Dans
les années deux mille dans des salles de banlieue parisienne, Svinkels chantera
pour la caissière : « R’garde-moi un peu en face que j’t’en colle
une » (« dès qu’une pute me parle d’l’effet Mondial, madame, les
Rebeus c’est pas tous Zinedine Zidane »). Nous sortons tous les trois
tandis qu’elle nous observe, par en dessous bien sûr.
— Vous
fréquentez souvent cet établissement ?
— Tous
les jours.
— Et
vous ne craignez pas que la police puisse aisément retrouver votre trace ?
— Eh bien ? Qu’ai-je à risquer ? Ai-je
seulement touché cette femme ? Quant à vous, messieurs, qui êtes bien
urbains de vous soucier de ma sécurité, je ne vous connais pas, il me semble.
— Et
vous perdez beaucoup, madame.
— Soyez
certain que je n’en doute pas, monsieur.
— Tristan-Edern Vaquette, et son fidèle Sancho Pança –
stop ! on la refait : Tristan-Edern Vaquette, Bixente Majakovic.
— Enchantée. Artémise Legrand, puis, après un temps,
avec orgueil : née de Briancourt. Vous inventez toujours des noms de
personnages aussi didactiques ?
— Et vous, vous vous confrontez souvent ainsi à
l’ordre ?
— À
l’ordre, qui est un bien nécessaire, non. Je n’ai jamais toléré en revanche ses
abus, ses déviances, ses injustices.
— L’ordre,
un bien nécessaire ?
— Oui.
Je ne sais pas dans quelle mesure vous étiez sérieux tout à l’heure, mais moi,
je vivrais fort mal en anarchie. Hypothéquer mon libre arbitre au profit d’une
vision étriquée de la loi et des règlements, me semble aussi inacceptable qu’au
profit de l’intérêt égoïste d’un seul être qui se présentera devant moi dans la
supériorité écrasante de sa force.
— Je
crains que vous ne caricaturiez l’anarchie, madame.
— Peut-être. Je crois en la loi, Tristan, pour protéger
la plupart du pouvoir de certains. Je crois en la loi bien comprise, quand
cette femme ne sait que le pouvoir, le tout petit pouvoir, qu’elle pense que la
loi lui accorde, définitivement à tort. Je n’ai jamais eu le moindre penchant
romantique pour les criminels, pas plus que la moindre patience pour ceux qui,
chargés de défendre l’intérêt commun, ne voient dans leur charge qu’un outil
pour promouvoir leur intérêt personnel.
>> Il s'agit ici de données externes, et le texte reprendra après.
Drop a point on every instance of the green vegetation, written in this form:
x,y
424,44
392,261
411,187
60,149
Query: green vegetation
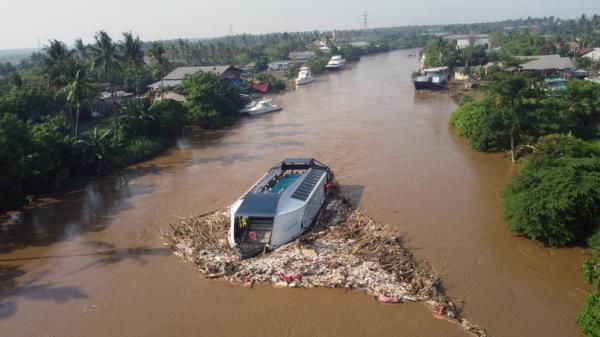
x,y
556,196
317,64
275,84
211,102
516,111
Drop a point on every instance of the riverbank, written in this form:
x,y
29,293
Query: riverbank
x,y
344,248
395,156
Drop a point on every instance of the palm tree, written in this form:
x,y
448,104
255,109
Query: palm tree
x,y
82,50
56,61
106,57
157,52
78,89
133,55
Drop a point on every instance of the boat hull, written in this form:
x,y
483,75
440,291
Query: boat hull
x,y
304,81
256,227
430,85
262,111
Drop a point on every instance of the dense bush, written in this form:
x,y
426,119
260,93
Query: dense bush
x,y
210,101
515,109
467,118
14,149
558,202
555,198
275,84
589,318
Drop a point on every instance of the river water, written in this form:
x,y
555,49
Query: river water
x,y
91,262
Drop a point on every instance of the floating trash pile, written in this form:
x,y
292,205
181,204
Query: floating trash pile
x,y
344,249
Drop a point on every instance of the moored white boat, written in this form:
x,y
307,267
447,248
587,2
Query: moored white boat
x,y
280,206
336,62
432,79
260,107
304,76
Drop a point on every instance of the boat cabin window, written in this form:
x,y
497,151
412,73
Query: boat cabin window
x,y
281,181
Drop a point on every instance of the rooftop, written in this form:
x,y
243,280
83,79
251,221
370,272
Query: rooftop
x,y
181,72
466,36
546,62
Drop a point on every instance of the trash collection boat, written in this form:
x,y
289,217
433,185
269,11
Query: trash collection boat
x,y
336,62
304,76
279,207
260,107
432,79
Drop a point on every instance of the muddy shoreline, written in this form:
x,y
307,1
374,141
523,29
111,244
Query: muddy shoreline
x,y
393,153
344,248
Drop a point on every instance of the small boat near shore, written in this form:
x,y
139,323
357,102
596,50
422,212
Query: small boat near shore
x,y
260,107
304,76
279,207
433,79
336,63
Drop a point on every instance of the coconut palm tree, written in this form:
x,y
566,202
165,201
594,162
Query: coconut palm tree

Je crois enfin à la loi, car persuadée
qu’il existe des choses plus importantes que la somme des égoïsmes individuels.
— Leur
soustraction ?
— Non.
Par exemple, en ces temps, l’intérêt supérieur de la nation, mais je sens que
le mot vous choque Tristan, disons, si vous préférez, l’intérêt supérieur de
l’humanité, une certaine idée de la dignité humaine.
— Non, je ne suis pas sûr que je préfère… Artémise. Mais
peut-être devrions-nous reprendre cette conversation plus tard, plus au calme.
Dînerez-vous chez moi, avec nous, demain soir ?
— Avec
plaisir, Tristan.
Le rendez-vous convenu, nous nous sommes séparés.
— Qu’en
penserais-tu, Bixente, si nous « travaillions » avec une personne
aussi ostensiblement de droite ?
— M’en
fous de ces conneries. Je la sens bien, et trois, c’est mieux que deux.
Le lendemain soir, nous lui avons expliqué, sans
prudence, sans méfiance, naïvement sans doute, la nature de nos opérations.
Elle, elle nous a raconté de Gaulle, la France libre, sa volonté d’être
l’avant-garde du grand mouvement de résistance nationale qui allait bientôt
naître pour bouter l’Allemand hors de France.
De tout
cela, j’eus dû m’en chaloir comme un ministre de l’Intérieur d’un sans-papiers,
et pourtant, c’est à cet instant-là, et pas avant je crois, que j’ai commencé à
comprendre que je participais, que j’allais bientôt participer à quelque chose
de sérieux. Voilà, c’est le mot exact, j’ai alors commencé à prendre au sérieux
ce qui n’avait été jusque-là, consciemment du moins, qu’une galéjade, un avatar
tardif de mon adolescence. Parce que, dans la forêt profonde, d’autres aussi
marchaient vers le nord, je compris mieux pourquoi j’avais ainsi bifurqué,
pressentant déjà de plus en plus précisément à quoi ressemblerait la suite du
chemin. Le plus étrange sûrement, fut que cette promiscuité soudaine tout
autant que virtuelle, potentielle, ne refroidit pas brutalement ma
détermination. Bien au contraire, elle l’aiguisa. J’allais enfin pouvoir, par
ennemis interposés bien sûr, me mesurer à d’autres, lutter, et donc
possiblement, probablement gagner, dans un jeu qui se révélait d’importance, et
qui serait, bientôt, sûrement reconnu comme tel.
Bixente,
lui, ne pouvait que se féliciter de cette extension du domaine de la lutte.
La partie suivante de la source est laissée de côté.